Roku (NASDAQ:ROKU) stock reports its earnings on Wednesday, Aug. 7 after the closing bell. In recent quarters, Roku has become one of the highlights of earnings season due to the extreme reactions the stock tends to bring.
However, this also means traders might have to redefine “disappointment” for Roku stock. With an equity prone to huge moves after earnings, it is the lack of a reaction that would hurt traders more than an extreme drop.
A Likely Earnings Beat and Reaction in ROKU Stock
Wall Street foresees a consensus 21 cents per share loss in Roku’s second quarter. The company broke even in the same quarter last year. They also predict revenues of $224.2 million. That would represent a 43% increase from the second quarter of 2018 when the company brought in $156.81 million.
Traders can (almost) count on two things when the company reports earnings. For one, Roku stock has exceeded earnings and revenue estimates in every report since its September 2017 IPO. I would not expect that to change this time.
Moreover, ROKU almost always reacts strongly to these reports. The previous report led to a 28.1% one-day increase in the stock price. In February, the Roku stock price rose by 25.2% after earnings. November’s third-quarter report brought a 22.3% drop in the stock. Those reactions will not go on forever. Still, it should not surprise traders to see another 20%-plus change in the stock price.
Where Will ROKU Stock Go?
I would not necessarily count on a higher move in the short term. Our own Nicolas Chahine described Roku stock as “over the top and headed higher.” I agree with that in the long-term.
Roku continues to maintain its lead over competitors.

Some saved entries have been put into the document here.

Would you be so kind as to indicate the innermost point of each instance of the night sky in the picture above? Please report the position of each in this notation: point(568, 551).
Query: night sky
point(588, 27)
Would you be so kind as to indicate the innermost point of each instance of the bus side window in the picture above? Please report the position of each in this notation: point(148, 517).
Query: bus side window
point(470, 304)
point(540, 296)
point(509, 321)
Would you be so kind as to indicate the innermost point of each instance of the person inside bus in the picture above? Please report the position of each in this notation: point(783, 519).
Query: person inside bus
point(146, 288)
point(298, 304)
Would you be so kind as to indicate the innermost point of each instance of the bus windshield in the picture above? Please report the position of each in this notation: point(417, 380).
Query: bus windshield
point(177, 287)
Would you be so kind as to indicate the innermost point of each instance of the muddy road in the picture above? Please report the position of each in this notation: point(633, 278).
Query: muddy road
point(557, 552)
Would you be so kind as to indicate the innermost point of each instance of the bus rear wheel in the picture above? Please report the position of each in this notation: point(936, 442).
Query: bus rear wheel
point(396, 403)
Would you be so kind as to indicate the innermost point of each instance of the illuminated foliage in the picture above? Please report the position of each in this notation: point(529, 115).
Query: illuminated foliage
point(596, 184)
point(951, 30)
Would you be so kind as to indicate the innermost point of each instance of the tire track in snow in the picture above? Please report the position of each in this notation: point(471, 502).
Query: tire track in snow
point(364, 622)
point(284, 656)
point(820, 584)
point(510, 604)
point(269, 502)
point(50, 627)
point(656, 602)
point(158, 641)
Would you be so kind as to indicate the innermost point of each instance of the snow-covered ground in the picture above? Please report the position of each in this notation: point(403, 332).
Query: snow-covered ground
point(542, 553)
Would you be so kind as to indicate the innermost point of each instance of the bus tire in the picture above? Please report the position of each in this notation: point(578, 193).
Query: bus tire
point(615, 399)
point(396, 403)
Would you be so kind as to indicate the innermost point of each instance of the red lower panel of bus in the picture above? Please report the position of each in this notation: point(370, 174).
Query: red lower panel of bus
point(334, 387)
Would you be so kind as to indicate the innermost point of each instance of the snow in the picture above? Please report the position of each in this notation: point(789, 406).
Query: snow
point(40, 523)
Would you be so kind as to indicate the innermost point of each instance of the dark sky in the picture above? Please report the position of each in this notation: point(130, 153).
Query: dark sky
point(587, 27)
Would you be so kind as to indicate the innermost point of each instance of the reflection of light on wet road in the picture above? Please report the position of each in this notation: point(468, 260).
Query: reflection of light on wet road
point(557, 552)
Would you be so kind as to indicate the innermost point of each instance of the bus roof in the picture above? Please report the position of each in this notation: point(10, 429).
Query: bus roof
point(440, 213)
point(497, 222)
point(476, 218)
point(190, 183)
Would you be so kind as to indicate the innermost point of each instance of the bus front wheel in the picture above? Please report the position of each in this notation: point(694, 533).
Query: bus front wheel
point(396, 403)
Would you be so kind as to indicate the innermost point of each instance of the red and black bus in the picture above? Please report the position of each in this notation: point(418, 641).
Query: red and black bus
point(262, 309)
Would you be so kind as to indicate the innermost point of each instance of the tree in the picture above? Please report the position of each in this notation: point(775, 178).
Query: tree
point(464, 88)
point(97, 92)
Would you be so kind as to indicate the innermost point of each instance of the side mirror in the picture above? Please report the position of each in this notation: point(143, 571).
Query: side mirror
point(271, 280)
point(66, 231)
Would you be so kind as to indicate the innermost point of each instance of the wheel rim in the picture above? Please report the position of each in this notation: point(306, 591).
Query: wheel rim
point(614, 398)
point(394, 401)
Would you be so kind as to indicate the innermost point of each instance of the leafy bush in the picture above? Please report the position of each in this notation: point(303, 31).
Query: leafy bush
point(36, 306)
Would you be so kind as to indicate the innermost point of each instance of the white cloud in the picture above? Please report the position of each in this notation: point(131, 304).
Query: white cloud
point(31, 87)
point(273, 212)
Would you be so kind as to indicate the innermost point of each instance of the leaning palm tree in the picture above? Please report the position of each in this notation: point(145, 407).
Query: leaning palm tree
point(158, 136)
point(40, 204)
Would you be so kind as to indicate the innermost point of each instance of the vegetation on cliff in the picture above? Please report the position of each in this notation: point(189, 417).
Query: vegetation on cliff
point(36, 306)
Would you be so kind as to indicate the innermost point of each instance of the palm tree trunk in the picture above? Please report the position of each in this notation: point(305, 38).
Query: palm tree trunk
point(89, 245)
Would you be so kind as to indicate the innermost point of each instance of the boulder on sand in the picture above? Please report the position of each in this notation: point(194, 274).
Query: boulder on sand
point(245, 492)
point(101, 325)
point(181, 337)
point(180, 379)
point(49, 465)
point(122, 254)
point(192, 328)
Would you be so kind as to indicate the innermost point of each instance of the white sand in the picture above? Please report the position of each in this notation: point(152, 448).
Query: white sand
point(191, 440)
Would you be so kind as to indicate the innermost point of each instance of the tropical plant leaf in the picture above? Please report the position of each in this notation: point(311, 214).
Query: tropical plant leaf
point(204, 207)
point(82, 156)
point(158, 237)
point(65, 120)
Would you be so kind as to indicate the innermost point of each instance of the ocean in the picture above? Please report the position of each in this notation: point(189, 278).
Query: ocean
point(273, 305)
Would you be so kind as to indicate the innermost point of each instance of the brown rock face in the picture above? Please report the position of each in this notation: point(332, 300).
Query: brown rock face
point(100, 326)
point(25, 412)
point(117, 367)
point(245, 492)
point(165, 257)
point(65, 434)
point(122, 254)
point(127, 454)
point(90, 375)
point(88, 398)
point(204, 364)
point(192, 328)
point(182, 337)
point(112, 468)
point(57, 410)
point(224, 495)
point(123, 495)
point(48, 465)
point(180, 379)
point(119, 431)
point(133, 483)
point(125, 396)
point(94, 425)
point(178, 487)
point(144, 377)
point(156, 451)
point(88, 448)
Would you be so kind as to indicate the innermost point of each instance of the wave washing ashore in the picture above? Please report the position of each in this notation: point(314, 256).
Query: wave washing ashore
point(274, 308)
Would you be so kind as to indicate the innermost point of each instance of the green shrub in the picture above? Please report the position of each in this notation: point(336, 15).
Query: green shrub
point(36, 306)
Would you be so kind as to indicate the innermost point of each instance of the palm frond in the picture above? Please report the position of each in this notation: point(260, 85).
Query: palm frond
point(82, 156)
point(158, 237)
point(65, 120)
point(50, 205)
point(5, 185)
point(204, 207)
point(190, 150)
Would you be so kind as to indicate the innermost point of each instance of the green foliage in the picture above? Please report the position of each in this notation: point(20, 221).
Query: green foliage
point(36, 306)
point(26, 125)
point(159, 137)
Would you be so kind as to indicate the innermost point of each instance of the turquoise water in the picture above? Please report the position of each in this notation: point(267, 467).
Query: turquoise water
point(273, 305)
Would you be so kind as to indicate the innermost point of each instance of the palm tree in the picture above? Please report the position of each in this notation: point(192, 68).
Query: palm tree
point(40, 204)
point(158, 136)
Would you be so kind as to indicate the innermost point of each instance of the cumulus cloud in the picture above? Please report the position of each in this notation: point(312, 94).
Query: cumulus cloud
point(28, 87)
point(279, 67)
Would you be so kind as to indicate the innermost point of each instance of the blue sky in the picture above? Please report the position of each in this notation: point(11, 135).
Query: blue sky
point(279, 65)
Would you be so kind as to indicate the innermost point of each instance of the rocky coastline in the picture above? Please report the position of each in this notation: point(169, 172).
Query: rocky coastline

In the market share for streaming, Roku stock `remains well ahead of Sony (NYSE:SNE) and Microsoft (NASDAQ:MSFT), the second and third-leading streaming platforms respectively.
Also, given the stock’s reaction to earnings in the last two quarters, I cannot discount the possibility of yet another spike higher following earnings.

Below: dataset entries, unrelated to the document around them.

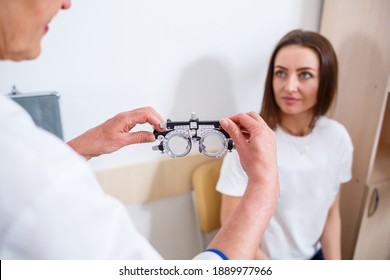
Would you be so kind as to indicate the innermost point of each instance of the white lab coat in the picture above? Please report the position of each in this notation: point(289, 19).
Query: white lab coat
point(51, 205)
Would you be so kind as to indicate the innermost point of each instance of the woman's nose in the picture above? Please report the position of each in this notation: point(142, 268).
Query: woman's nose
point(66, 4)
point(292, 84)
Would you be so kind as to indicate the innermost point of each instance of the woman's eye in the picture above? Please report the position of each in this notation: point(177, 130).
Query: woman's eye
point(280, 74)
point(306, 75)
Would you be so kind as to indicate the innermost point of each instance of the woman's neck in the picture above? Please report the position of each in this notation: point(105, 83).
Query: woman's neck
point(297, 125)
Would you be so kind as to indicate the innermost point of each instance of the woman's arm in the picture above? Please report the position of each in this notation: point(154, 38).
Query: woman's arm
point(228, 204)
point(331, 236)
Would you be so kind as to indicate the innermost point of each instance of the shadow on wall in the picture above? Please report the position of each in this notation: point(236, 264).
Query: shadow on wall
point(358, 122)
point(205, 88)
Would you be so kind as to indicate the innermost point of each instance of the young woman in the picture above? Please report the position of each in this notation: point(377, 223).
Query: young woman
point(51, 205)
point(314, 153)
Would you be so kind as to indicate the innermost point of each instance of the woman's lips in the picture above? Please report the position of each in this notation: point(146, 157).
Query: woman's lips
point(290, 100)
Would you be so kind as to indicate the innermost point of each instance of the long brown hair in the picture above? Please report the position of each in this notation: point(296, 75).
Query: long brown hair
point(270, 111)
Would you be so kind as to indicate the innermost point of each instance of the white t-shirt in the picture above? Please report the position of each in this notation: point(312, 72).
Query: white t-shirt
point(311, 169)
point(51, 205)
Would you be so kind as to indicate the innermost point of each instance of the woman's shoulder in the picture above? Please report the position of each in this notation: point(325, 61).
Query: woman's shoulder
point(333, 128)
point(325, 123)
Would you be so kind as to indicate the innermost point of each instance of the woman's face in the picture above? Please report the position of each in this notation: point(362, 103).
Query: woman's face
point(296, 80)
point(23, 23)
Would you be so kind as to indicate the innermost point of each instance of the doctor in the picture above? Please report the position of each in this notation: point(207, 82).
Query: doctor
point(51, 205)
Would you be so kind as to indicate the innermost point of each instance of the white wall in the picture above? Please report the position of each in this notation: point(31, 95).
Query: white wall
point(207, 56)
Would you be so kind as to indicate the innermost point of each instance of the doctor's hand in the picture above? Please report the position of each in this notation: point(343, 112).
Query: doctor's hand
point(115, 133)
point(255, 143)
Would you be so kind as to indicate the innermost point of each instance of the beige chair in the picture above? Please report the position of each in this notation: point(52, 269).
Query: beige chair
point(207, 199)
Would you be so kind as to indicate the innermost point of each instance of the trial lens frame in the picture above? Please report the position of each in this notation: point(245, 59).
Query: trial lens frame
point(192, 131)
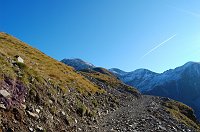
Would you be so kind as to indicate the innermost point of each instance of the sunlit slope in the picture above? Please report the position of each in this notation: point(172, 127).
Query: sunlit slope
point(43, 67)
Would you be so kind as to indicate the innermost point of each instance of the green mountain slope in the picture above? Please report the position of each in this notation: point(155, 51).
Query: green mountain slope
point(42, 94)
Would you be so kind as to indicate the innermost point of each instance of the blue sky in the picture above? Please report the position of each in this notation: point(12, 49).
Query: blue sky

However, InvestorPlace feature writer James Brumley’s warning that investors should take profits could also prove correct. For one, ROKU trades at about 14 times sales and more than 30 times its book value. Yes, equities such as Roku stock can defy gravity for years. However, the overall market has suffered in recent trading sessions, so traders should not rule out the possibility of a massive selloff.
Investors should note that it once held an advantage over Amazon (NASDAQ:AMZN), Apple (NASDAQ:AAPL), and Alphabet (NASDAQ:GOOGL, NASDAQ:GOOG) as a neutral platform. Due to the launch of the Roku channel, that neutrality has ended. Admittedly, it has thrived by launching an advertising and streaming ecosystem. However, it remains unclear whether abandoning its neutrality will help the company.
Should I Buy ROKU Stock Before Earnings?
When asking whether to buy or to sell Roku stock before earnings, I would say no, except as a speculative position on both sides. What I mean by that is, ROKU is one of the few stocks where one might profit from a straddle, or buying both a call and a put option. For most equities, the cost of options right before earnings is such that most traders will lose money on such a trading strategy.
The Roku stock price stands at just over $100 per share as of the time of this writing. A call option with a $100 strike price expiring on Aug. 9 (just after earnings) sells for $8.90. An equivalent put option trades at $8.17. This means that the stock will have to move more than 17% (not including fees) for a straddle bet to earn a profit.
I still see that as a risky gambit much too expensive to recommend. However, investors should note that most of the one-day moves following earnings have exceeded 17%.
In the long run, I see Roku stock as an equity headed much higher. However, given the overall market conditions, I foresee pain in the near term, and I would not buy at this time.